Mr. Lemieux, you have the floor.

3:30 p.m.

Dominic Lemieux Director, District 5 - Québec, United Steelworkers

Good afternoon, everyone.

I'll take it from here, but you should know that Mr. Neumann's notes are in English and that my mother tongue is French.

First, I would like to thank you for hosting the United Steelworkers at the Standing Committee on Human Resources, Skills and Social Development and the Status of Persons with Disabilities.

Today, I will address two specific situations that affect our members. A number of USW members have met with you over the past two years on Parliament Hill to discuss the protection of pensions and benefits in times of bankruptcy. In fact, we have met with more than 225 members of Parliament and senators on Parliament Hill in Ottawa to bring this situation to your attention.

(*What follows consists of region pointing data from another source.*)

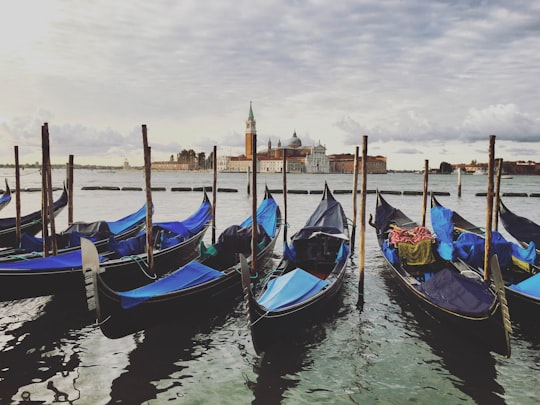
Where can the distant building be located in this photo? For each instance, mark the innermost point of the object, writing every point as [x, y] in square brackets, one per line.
[344, 163]
[300, 158]
[518, 167]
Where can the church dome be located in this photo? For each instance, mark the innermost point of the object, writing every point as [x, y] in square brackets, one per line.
[294, 141]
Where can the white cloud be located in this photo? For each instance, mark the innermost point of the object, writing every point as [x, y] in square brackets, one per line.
[421, 73]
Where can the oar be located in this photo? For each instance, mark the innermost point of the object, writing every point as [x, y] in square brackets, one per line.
[361, 248]
[254, 205]
[214, 163]
[499, 288]
[355, 187]
[424, 194]
[17, 198]
[148, 188]
[489, 208]
[90, 266]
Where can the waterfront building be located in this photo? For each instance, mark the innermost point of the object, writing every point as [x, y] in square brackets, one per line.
[300, 158]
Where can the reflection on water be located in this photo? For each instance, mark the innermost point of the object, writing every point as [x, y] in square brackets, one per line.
[34, 357]
[50, 351]
[473, 368]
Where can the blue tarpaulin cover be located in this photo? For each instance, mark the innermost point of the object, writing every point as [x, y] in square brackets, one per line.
[175, 232]
[5, 199]
[521, 228]
[458, 293]
[290, 289]
[93, 231]
[441, 220]
[470, 248]
[70, 260]
[266, 216]
[530, 286]
[192, 274]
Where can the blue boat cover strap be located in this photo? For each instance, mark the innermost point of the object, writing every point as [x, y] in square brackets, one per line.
[455, 292]
[192, 274]
[441, 220]
[124, 224]
[266, 217]
[64, 261]
[290, 289]
[521, 228]
[170, 233]
[530, 286]
[343, 252]
[470, 248]
[94, 231]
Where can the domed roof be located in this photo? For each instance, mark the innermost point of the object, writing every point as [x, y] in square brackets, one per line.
[294, 142]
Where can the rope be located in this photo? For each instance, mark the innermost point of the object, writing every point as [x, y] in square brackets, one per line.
[103, 321]
[142, 264]
[261, 317]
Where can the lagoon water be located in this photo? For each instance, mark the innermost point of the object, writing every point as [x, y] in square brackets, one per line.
[50, 351]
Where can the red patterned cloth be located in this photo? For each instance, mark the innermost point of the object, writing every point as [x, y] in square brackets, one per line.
[415, 235]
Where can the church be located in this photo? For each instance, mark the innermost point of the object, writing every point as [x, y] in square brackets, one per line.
[299, 158]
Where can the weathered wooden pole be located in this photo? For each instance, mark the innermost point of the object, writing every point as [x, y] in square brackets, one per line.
[489, 208]
[44, 195]
[361, 247]
[424, 195]
[254, 205]
[17, 198]
[459, 182]
[70, 189]
[248, 189]
[148, 187]
[214, 195]
[497, 196]
[285, 195]
[50, 201]
[355, 188]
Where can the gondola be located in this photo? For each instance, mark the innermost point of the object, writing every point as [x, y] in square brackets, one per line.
[174, 244]
[203, 286]
[450, 292]
[306, 280]
[5, 198]
[30, 224]
[522, 229]
[99, 232]
[519, 265]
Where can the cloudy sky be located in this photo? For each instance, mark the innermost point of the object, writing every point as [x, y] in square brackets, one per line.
[423, 79]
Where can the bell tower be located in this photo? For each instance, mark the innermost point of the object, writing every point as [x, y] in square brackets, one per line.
[250, 129]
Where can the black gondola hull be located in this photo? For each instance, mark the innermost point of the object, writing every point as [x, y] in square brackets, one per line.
[30, 224]
[267, 328]
[486, 330]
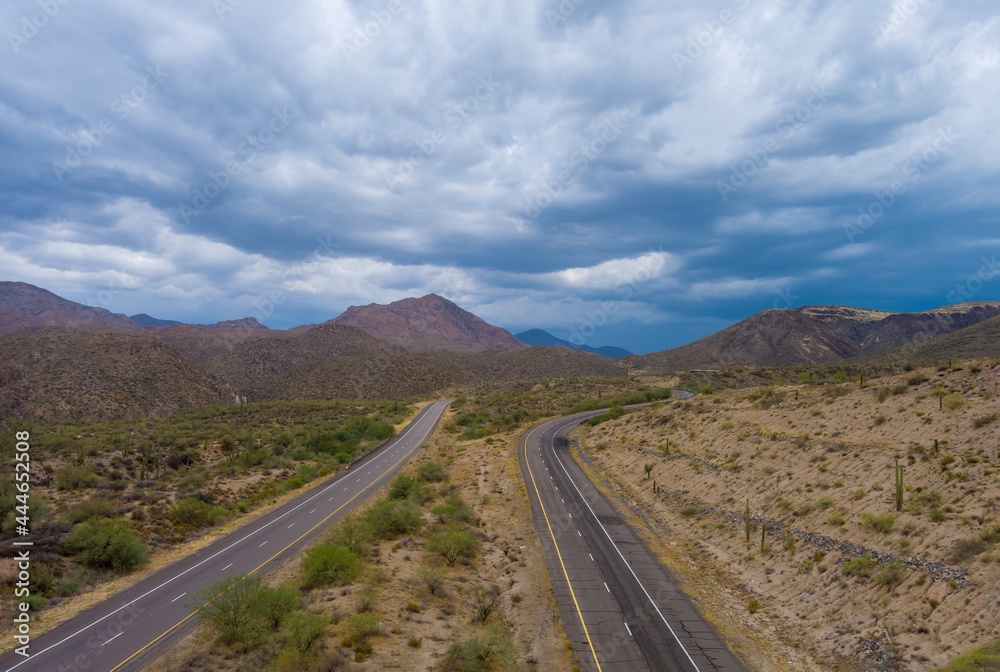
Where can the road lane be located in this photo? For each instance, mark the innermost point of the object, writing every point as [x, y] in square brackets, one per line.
[133, 628]
[620, 607]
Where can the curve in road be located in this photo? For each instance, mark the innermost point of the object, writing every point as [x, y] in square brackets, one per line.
[619, 604]
[141, 623]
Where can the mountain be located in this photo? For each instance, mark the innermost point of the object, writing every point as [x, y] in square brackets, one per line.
[428, 324]
[144, 320]
[815, 334]
[243, 323]
[26, 306]
[979, 340]
[541, 337]
[111, 374]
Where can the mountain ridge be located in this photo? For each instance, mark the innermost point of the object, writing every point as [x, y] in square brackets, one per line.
[430, 323]
[815, 334]
[544, 338]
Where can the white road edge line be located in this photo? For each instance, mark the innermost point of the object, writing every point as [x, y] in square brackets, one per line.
[631, 571]
[189, 569]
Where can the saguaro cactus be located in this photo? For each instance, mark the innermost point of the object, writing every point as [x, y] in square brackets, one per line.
[899, 486]
[748, 521]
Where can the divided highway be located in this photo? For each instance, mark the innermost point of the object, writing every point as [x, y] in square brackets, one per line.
[135, 627]
[619, 605]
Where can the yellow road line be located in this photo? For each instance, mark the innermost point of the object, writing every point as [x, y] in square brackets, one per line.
[558, 553]
[182, 621]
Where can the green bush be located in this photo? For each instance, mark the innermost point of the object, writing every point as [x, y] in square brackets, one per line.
[74, 477]
[433, 472]
[388, 519]
[454, 545]
[455, 510]
[492, 652]
[107, 544]
[891, 575]
[405, 487]
[881, 524]
[242, 611]
[194, 513]
[325, 565]
[862, 566]
[91, 508]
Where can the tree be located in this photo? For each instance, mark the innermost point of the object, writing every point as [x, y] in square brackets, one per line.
[108, 544]
[325, 565]
[940, 393]
[486, 601]
[242, 610]
[229, 606]
[453, 545]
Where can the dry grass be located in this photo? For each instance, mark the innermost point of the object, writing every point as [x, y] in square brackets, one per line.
[415, 625]
[820, 464]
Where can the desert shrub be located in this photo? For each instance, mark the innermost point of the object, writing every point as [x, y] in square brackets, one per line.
[433, 578]
[485, 601]
[306, 472]
[76, 477]
[925, 499]
[388, 519]
[862, 566]
[455, 510]
[91, 508]
[881, 524]
[406, 487]
[967, 548]
[983, 420]
[242, 611]
[195, 513]
[107, 544]
[954, 401]
[353, 533]
[491, 652]
[303, 630]
[454, 545]
[891, 575]
[324, 565]
[433, 472]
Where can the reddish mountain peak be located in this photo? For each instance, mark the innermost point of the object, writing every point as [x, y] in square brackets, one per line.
[428, 323]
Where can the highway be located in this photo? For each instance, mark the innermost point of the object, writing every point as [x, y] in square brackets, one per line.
[130, 630]
[619, 605]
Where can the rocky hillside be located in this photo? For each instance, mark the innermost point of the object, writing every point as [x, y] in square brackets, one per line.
[428, 324]
[979, 340]
[542, 337]
[71, 374]
[815, 334]
[24, 306]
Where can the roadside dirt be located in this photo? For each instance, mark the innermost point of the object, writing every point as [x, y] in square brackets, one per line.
[820, 461]
[488, 476]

Over the past few years, our retirees have experienced literal horror stories when their companies sought the protection of the Companies' Creditors Arrangement Act or went bankrupt. We need only think of what happened to Atlas Stainless Steels in Sorel-Tracy a few years ago, or Sears Canada in Mabe, Montreal, or the White Birch Paper plant in Quebec City, and, more recently, a company on the North Shore—

3:30 p.m.

Liberal

The Chair Liberal Sean Casey

Excuse-me, Mr. Lemieux.

Can you check to see if you are on the French channel?

We'll get better interpretation if you are on the French channel.

3:30 p.m.

Director, District 5 - Québec, United Steelworkers

Dominic Lemieux

I am on the French channel. I could close it, maybe that would make things easier.

3:30 p.m.

Liberal

The Chair Liberal Sean Casey

No, please stay on the French channel.

Madam Clerk, am I asking the wrong question?

3:30 p.m.

The Clerk of the Committee Ms. Marie-France Lafleur

I've been told that maybe the microphone is on the wrong side.

Mr. Lemieux, your microphone may not be on the right side. We could hear you well earlier, but we're having a hard time hearing you now.